Today, Popular Science reported that a duo of researchers at Johns Hopkins University created a new calendar in which dates fall on the same day of the week every year. To do this, they dropped February’s leap day, replacing it with a whole leap week at the end of December every 5-6 years. While a two-week office vacation between Christmas and New Year’s Day would be fantastic, it sounds like some people would be stuck with a permanent case of the Mondays.

This made me curious about how our current calendar came to be, so I visited The Source Of Alleged Truth (aka Wikipedia). I learned that messing with the calendar is a time-honored tradition with numerous prominent historical figures mucking things up.

Rumor has it Romulus established the first Roman calendar in 753 BC with 10 months of 304 days (March-Dec.). Being averse to the cold, since he wore a toga all year, Rommy decided to leave winter off the schedule. The peasants knew this was ridiculous, but kept their opinions to themselves, lest they be persecuted.

Fifty years later, Rome’s King Numa (Rome had kings?) decided to let winter-born people celebrate birthdays, so he tossed January and February into the calendar, with New Year’s Day on March 15 (later moved to Jan. 1). Numa used 354 days, but since Romans considered odd numbers lucky, he upped it to 355, just for kicks. Things still weren’t working, so he used two Wikipedia-paragraphs worth of calculations and a whole extra “leap month” during the occasional year to balance it out. Peasants reacted with the obligatory cheer, lest they be persecuted, and went on ignoring the calendar, farming in sync with the seasons.

Julius Caesar, feeling pretty smart after inventing the caesar salad, thought the Roman calendar wasn’t quite right — probably uneasy about a calendar that celebrated the ides of March. So, in 45 BC, he created a calendar with 12 months of 365 days and a leap day every fourth February. Jules was basing his calendar on a solar year, which meant it aligned with the seasons, so peasants gave it a resounding, “It’s about time, you idiots” (only in their heads, of course, lest they be persecuted).

Everyone lived happily by their Julian calendars for centuries, then scholars discovered a solar year is actually about 11 minutes shorter than the 365.25 days of the Julian calendar, causing it to gain three days every four centuries. The Vatican, knowing they’d be around for a while, figured they should probably fix things, or a future Pope would be celebrating his June birthday as snow fell. In 1582, Pope Gregory XIII issued a papal bull announcing his Gregorian calendar, which excluded years divisible by 100 from being leap years, unless the year was divisible by 400. The peasants, sick of the endless math, thought, “This is bull. Literally. A papal bull. We have to order new calendars. I want ‘Gruel of the Month’ this time.”

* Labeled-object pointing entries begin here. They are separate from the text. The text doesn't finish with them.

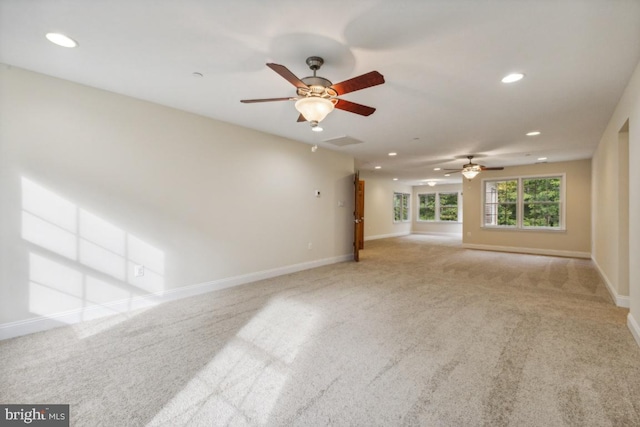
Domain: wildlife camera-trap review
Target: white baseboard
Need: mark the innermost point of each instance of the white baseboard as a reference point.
(42, 323)
(386, 236)
(634, 327)
(533, 251)
(620, 300)
(439, 233)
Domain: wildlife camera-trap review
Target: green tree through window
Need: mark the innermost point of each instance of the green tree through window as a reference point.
(537, 200)
(427, 207)
(541, 198)
(401, 207)
(448, 206)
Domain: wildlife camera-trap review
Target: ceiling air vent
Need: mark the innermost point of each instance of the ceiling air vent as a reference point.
(343, 141)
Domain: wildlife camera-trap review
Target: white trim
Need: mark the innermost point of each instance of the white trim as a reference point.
(42, 323)
(533, 251)
(439, 233)
(520, 202)
(386, 236)
(634, 327)
(619, 300)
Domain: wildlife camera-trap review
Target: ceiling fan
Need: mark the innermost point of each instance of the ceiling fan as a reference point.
(470, 170)
(317, 96)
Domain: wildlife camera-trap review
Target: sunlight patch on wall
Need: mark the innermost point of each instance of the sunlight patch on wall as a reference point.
(242, 384)
(82, 266)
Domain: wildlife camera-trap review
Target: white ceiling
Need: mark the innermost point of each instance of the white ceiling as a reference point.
(442, 62)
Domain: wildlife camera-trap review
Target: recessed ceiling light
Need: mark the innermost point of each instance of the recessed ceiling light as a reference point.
(513, 77)
(61, 40)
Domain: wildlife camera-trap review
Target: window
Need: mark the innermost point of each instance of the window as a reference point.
(525, 203)
(401, 207)
(541, 197)
(438, 207)
(500, 203)
(448, 206)
(427, 207)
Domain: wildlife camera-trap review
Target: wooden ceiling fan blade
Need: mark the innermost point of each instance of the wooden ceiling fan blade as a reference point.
(353, 107)
(288, 75)
(364, 81)
(250, 101)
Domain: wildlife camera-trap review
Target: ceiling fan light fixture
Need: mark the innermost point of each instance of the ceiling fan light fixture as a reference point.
(61, 40)
(512, 78)
(314, 108)
(470, 172)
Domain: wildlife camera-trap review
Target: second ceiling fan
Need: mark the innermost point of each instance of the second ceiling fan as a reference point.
(318, 96)
(470, 170)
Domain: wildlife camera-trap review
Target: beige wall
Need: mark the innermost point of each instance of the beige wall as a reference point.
(436, 227)
(378, 206)
(574, 241)
(94, 183)
(620, 144)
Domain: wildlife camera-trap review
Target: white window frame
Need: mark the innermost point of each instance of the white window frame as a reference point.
(437, 207)
(520, 204)
(393, 207)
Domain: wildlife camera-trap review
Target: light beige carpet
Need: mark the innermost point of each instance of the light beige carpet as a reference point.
(420, 332)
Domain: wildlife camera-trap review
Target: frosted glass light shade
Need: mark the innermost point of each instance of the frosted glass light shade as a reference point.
(471, 172)
(314, 108)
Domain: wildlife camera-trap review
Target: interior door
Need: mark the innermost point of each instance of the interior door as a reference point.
(358, 217)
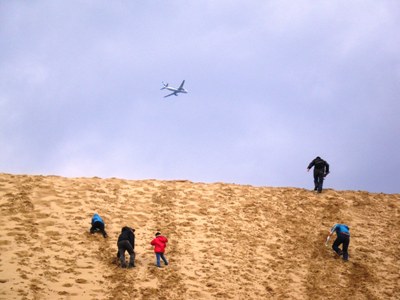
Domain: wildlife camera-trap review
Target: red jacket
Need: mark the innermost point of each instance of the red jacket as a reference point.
(159, 243)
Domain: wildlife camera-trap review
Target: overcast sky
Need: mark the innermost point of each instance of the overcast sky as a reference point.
(272, 85)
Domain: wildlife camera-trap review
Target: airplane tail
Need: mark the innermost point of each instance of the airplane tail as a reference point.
(165, 85)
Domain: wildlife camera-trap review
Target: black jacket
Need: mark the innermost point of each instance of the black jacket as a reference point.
(127, 234)
(319, 165)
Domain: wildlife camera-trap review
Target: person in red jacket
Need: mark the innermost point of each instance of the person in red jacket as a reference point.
(159, 243)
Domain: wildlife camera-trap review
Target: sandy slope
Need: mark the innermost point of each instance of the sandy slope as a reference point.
(226, 241)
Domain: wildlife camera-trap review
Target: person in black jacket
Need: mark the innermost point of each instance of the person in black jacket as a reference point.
(126, 242)
(321, 169)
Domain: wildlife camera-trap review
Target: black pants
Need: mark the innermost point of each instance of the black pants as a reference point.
(318, 179)
(98, 226)
(342, 239)
(126, 246)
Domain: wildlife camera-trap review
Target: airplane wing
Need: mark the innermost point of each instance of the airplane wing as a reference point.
(174, 93)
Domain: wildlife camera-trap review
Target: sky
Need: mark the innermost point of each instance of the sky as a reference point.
(272, 85)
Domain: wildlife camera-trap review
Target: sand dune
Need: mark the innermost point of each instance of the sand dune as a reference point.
(226, 241)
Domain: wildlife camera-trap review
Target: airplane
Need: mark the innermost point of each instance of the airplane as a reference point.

Countries were slow to adopt the Gregorian calendar, allegedly because they weren’t Catholic, but most likely because people were upset about their birthdays. In 1582, when Spain, Portugal and Italy implemented the new calendar, the peasants went to sleep on Oct. 15 and awoke back in time on Oct 4. This thrilled the peasant children who got two birthday parties that week, but angered peasant woman who gained two years (“I’d never guess you were 23. It seems like you just turned 22!”).

Sweden decided to take decades to convert by excluding leap days over 11 successive leap years, until they caught up. After a few years, King Charles XII realized his Official Calendar Guys forgot to exclude leap days in 1704 and 1708, so in a fit of rage, he switched Sweden back to the Julian calendar. Swedish peasants thought, “You have GOT to be kidding me,” but didn’t bother to protest since they’d been using black market Gregorian calendars for years.

Britain and the British Empire (including what is now the eastern U.S.) adopted the Gregorian calendar in 1752. This allegedly caused some riots related to taxes, but since I’m an American working for a British firm, let’s just say, “everything went smoothly, and peasants throughout the British Empire were joyful.”

The last interesting conversion to note happened when people in Alaska went to bed as Russian citizens on Friday, Oct. 6, 1867, and awoke on Friday, Oct. 18, as American citizens. They got two consecutive Fridays because the International Date Line was shifted from Alaska’s eastern to western boundary in sync with the change to the Gregorian calendar, when the U.S. purchase of Alaska took effect. “You couldn’t make it two Saturdays?” Alaskans asked. “I have to work on Fridays!” This was the origin of the phrase, “Alaska is a nice place to visit, but I wouldn’t want to live there.”

All of this leads me to think that maybe Feb. 29 should be a legal holiday. After all, nobody (even Johns Hopkins researchers) would want to eliminate a free day off from work.